Шутотрагедия «Подщипа»: литературная пародия и политический памфлет

Всем ходом эволюции творчества Крылова 1780-1790-х гг., систематической дискредитацией высоких идеологических жанров панегирика и торжественной оды была подготовлена его драматическая шутка «Подщипа», жанр которой Крылов обозначил как «шутотрагедия» и которая по времени своего создания (1800 г.) символически замыкает русскую драматургию и литературу XVIII в. По справедливому замечанию П. Н. Беркова, «Крылов нашел изумительно удачную форму – сочетание принципов народного театра, народных игрищ с формой классической трагедии» [168]. Таким образом, фарсовый комизм народного игрища, традиционно непочтительного по отношению к властям предержащим, оказался способом дискредитации политической проблематики и доктрины идеального монарха, неразрывно ассоциативной в национальном эстетическом сознании жанровой форме трагедии.

Крылов задумал и написал свою пьесу в тот период жизни, когда он практически покинул столичную литературную арену и жил в имении опального князя С. Ф. Голицына в качестве учителя его детей. Таким образом, пьеса была «событием не столько литературным, сколько житейским» [169]. И это низведение словесности в быт предопределило поэтику шутотрагедии.

Прежде всего, густой бытовой колорит заметен в пародийном плане шутотрагедии.
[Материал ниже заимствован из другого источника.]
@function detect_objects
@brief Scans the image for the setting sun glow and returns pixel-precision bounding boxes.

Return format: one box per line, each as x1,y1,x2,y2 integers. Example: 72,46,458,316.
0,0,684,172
Крылов тщательно соблюдает каноническую форму трагедии классицизма – александрийский стих, но в качестве фарсового приема речевого комизма пользуется типично комедийным приемом: имитацией дефекта речи (ср. макаронический язык галломанов в комедиях Сумарокова и Фонвизина) и иностранного акцента (ср. фонвизинского Вральмана в «Недоросле») в речевых характеристиках князя Слюняя и немца Трумфа.

Конфликт шутотрагедии представляет собой пародийное переосмысление конфликта трагедии Сумарокова «Хорев». В числе персонажей обеих произведений присутствуют сверженный монарх и его победитель (Завлох и Кий в «Хореве», царь Вакула и Трумф в «Подщипе»), но только Завлох всячески препятствует взаимной любви своей дочери Оснельды к Хореву, наследнику Кия, а царь Вакула изо всех сил пытается принудить свою дочь Подщипу к браку с Трумфом, чтобы спасти собственную жизнь и жизнь Слюняя. Если Оснельда готова расстаться со своей жизнью и любовью ради жизни и чести Хорева, то Подщипа готова пожертвовать жизнью Слюняя ради своей к нему любви.

Как справедливо заметили исследователи театра Крылова, «техника трагического и техника фарсового конфликта в основе своей схожи – обе состоят в максимальном обострении и реализации в действии внутренних драматических противоречий. Но трагический конфликт необходимо связан с победой духа над плотью, а фарсовый – с победой плоти над духом. В шутотрагедии оба плана совмещены: чем выше парит дух, тем комичнее предает его плоть» [170].

Бедствия, причиненные царству Вакулы нашествием Трумфа, наконец, и избавление царства Вакулы от нашествия Трумфа тоже носит нелепо-шутейный физиологический характер: цыганка подсыпала солдатам Трумфа «пурганцу во щи», войско занемогло животами и сложило оружие.

Этот пародийный фарсовый комизм столкновения высокой жизни духа идеологизированного трагедийного мирообраза с низменными плотскими мотивами обретает свой формально-содержательный аналог в бурлескном стиле шутотрагедии. В чеканную, каноническую форму афористического александрийского стиха Крылов заключает самые грубые просторечные выражения, чередуя их через стих, то есть рифмуя стих низкого стиля со стихом высокого, или даже разрывая один стих по цезуре на полустишия высокого и низкого слога.

Трудно сказать, была ли у Крылова изначальная установка на создание политической памфлетной сатиры, когда он приступал к работе над «Подщипой», хотя все исследователи, когда-либо обращавшиеся к шутотрагедии Крылова, говорят о том, что образ немчина Трумфа является политической карикатурой на Павла I, фанатически поклонявшегося прусским военным порядкам и императору Фридриху Вильгельму Прусскому. В любом случае, даже если у Крылова не было намерения написать политический памфлет, шутотрагедия «Подщипа» стала им хотя бы по той причине, что Крылов пародически воспользовался устойчивыми признаками жанра трагедии, политического в самой своей основе И высший уровень пародии – смысловой – наносит литературной условности традиционной трагедии окончательный сатирический удар.